Au début du XXe siècle se créent de puissantes compagnies qui exploitent des
sources dans plusieurs stations, avec souvent comme priorité l'embouteillage de
l'eau minérale. Citons à titre d'exemple la Compagnie générale d'eaux minérales
et des bains de mer, société anonyme au capital de 4,8 millions de francs qui
possède des sources à Alet, Allevard, Andabre, Châteldon, Contrexéville, (fig.
n°10) Desaignes, Euzet, Fumades, Salins-du-Jura, Saint-Gervais, Spa, Vals et
Vichy. A cette longue liste s'ajoutent des hôtels à Vichy, un casino à Trouville
et à Vichy. Cette société est une émanation de la Compagnie fermière de
l'établissement thermal de Vichy, et pendant de longues années elle est dirigée
par les mêmes personnes.
Les différentes sociétés qui se créent peuvent se regrouper en plusieurs
catégories en fonction de l'origine de leur investissement. Il y a d'abord celles
composées d'acteurs issus des environs des sources, qui cherchent à exploiter
au maximum le patrimoine local. Ce type d'entreprises est en règle générale le
plus ancien. L'exemple de Brides-les-Bains, dans le premier quart du XIXe
siècle, représente bien ce mode d'investissement industriel.
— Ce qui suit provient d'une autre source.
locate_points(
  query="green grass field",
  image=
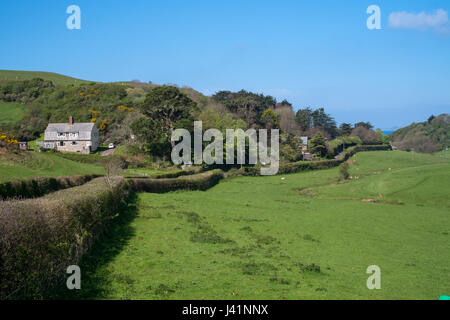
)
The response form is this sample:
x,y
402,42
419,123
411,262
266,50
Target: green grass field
x,y
267,237
11,112
59,79
32,164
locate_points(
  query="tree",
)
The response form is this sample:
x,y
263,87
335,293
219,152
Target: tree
x,y
367,136
343,171
346,129
165,106
383,138
317,145
304,118
269,119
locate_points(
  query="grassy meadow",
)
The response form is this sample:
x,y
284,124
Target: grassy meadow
x,y
59,79
11,112
298,236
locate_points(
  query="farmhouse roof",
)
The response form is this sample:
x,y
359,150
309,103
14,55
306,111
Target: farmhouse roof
x,y
65,127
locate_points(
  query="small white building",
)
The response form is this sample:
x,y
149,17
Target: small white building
x,y
71,137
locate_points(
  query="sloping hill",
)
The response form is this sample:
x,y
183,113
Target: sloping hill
x,y
58,79
11,112
429,136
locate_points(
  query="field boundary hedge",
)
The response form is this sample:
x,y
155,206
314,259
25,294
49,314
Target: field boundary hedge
x,y
201,181
39,186
40,238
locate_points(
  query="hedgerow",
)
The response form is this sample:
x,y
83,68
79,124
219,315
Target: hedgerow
x,y
317,165
40,238
202,181
39,186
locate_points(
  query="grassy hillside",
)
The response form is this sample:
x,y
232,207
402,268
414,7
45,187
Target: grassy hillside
x,y
32,164
299,236
58,79
11,112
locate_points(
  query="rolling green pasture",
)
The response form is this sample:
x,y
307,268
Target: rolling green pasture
x,y
32,164
11,112
298,236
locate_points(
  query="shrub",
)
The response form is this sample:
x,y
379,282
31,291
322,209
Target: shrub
x,y
39,186
202,181
343,171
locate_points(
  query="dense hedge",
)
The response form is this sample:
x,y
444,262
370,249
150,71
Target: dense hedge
x,y
40,238
202,181
180,173
39,186
317,165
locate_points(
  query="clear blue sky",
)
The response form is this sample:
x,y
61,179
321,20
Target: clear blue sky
x,y
313,53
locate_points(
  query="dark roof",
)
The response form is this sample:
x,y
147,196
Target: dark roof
x,y
65,127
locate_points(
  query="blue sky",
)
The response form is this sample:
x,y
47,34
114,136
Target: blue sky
x,y
313,53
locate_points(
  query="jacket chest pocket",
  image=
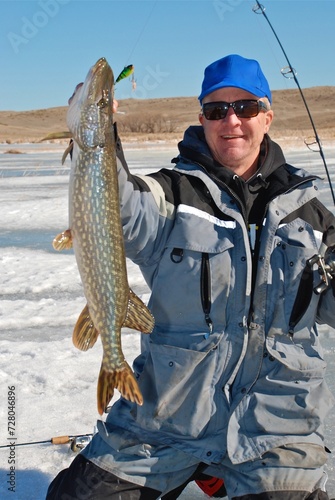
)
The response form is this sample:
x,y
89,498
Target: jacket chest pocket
x,y
290,281
193,273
Peu à peu se mélangent les capitaux locaux et les investissements provenant
des grandes métropoles, qui trouvent dans les stations thermales des terrains
propices à l'extension de leur activité. Dans ces sociétés, les banquiers jouent
un rôle de premier plan.
A ces banquiers se joignent des industriels tels que des entrepreneurs de
travaux publics, souvent en contrat avec l'Etat pour des marchés publics, mais
aussi des médecins, qui faute d'apports importants en capitaux apportent leurs
savoir-faire, leurs compétences, leur présence, qui est un gage de sérieux pour
l'image de l'entreprise.
L'association entre la banque et les entrepreneurs de travaux publics se
rencontre notamment à Vichy au sein de la Compagnie fermière.
A sa fondation les deux principaux acteurs de cette société sont deux
industriels qui ont fait fortune, Antoine Callou et Auguste Lebobe. A ces deux
acteurs principaux s'est joint Denière, régent de la Banque industrielle et de
la Banque de France de 1866 à 1888 et qui joue un rôle actif dans l'évolution de
la Compagnie. Il s'occupe d'acquérir les sources concurrentes, participe à la
création d'une société " parallèle " à la Compagnie fermière, chargée de gérer
des activités thermales qui ne peuvent pas être comprises dans la Compagnie
fermière, notamment les jeux d'argent, avant que l'autorisation ne soit donnée
par l'Etat de pouvoir pratiquer les jeux de hasard dans son casino.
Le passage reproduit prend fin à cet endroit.